Did the swap in the transaction I described hedge anything? The taxpayer would say yes. The IRS would say no. The taxpayer's story would be that he had invested in a partnership that engaged in foreign currency trading (or similar activity). The swap (done inside the partnership) hedged the foreign currency trades.
I agree this is probably not too interesting to most posters. I see your point about the portfolio, but after all it's possible to construct "different" portfolios that are in fact similar, or to follow super-conservative trading strategies designed to preserve capital.
I suppose the courts will tell us the answer someday.
Thanks for your explanations.
Posted by: Bernard Yomtov on February 14, 2003 01:37 PMDavid,
Thanks from me, also. I know I tarred with a broad brush in my comments above and that a lot of people in the tax world did not sell their souls on this stuff. But I do think that major accounting firms got caught up in a mass hysteria over tax shelters that produced transactions that were the professional equivalent of some of the wackier Internet companies (I'm not saying the Sprint transactions are in that category, but I've seen some that were). Now we're all going to pay for it. By the time the politicians get finished, they'll have tried to fix a lot of stuff that isn't especially broken, life will be more difficult for us and our clients, and the Code will be more impenetrable than ever.
Posted by: MWB on February 14, 2003 02:06 PMMWB - You're welcome. There was a lot of schlock being peddled. But what's schlock and what's not is not always easy to tell from an IRS Notice. :)
Where the firms went wrong was not with the tax strategies per se; it was the mass marketing of them. At one of the firms we had telemarketers calling people who were selling their businesses. Any long term relationship with these type clients? No. Then how could we know them well enough to be sure the strategy was appropriate for them? We couldn't. The predicable result was clients entered into unsuitable transaction. (Note: I did not directly participate in this type of mass marketing, but I at times helped those who did.)

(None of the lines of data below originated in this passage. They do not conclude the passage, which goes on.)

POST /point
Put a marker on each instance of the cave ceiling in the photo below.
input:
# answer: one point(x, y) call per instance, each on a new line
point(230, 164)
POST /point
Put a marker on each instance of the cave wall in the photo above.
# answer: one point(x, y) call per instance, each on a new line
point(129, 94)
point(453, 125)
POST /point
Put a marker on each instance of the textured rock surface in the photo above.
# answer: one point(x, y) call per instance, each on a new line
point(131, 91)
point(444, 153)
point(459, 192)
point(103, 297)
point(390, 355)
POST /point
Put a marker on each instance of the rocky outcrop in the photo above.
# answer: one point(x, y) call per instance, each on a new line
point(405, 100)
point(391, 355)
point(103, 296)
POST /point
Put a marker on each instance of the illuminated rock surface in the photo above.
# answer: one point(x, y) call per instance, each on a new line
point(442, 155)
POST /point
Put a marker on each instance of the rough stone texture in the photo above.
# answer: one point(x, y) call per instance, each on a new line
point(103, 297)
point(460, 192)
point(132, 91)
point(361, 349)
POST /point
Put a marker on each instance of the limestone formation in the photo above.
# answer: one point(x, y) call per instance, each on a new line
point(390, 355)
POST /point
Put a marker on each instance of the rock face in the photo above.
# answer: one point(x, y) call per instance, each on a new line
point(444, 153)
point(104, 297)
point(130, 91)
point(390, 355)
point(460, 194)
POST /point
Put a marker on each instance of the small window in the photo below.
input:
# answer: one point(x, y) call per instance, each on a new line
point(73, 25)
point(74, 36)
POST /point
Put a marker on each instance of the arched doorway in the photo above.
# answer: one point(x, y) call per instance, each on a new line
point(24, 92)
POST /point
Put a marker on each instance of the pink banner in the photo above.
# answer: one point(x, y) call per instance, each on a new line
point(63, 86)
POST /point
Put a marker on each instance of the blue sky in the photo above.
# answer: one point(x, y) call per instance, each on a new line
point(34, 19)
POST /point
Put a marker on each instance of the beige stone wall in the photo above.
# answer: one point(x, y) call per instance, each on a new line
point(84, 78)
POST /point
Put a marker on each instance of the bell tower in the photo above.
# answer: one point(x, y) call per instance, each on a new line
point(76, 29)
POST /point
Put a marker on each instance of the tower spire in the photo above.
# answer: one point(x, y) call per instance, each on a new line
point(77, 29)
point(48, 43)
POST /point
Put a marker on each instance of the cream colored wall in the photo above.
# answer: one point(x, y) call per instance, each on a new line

For my country and profession, I wish a lot of this did not happen. I too fear the cure will be worse than the disease. The real solution would be to tax capital gains and ordinary income at the same rate and to lower the rate to below 30%. When the 1986 tax act went into effect, it all but killed tax planning.
Posted by: David Walser on February 14, 2003 02:34 PMIf I had to depreciate computer equipment over five years instead of expense it, I would stay about 4 years behind in my computer equipment. Where would I get 8 inch floppies?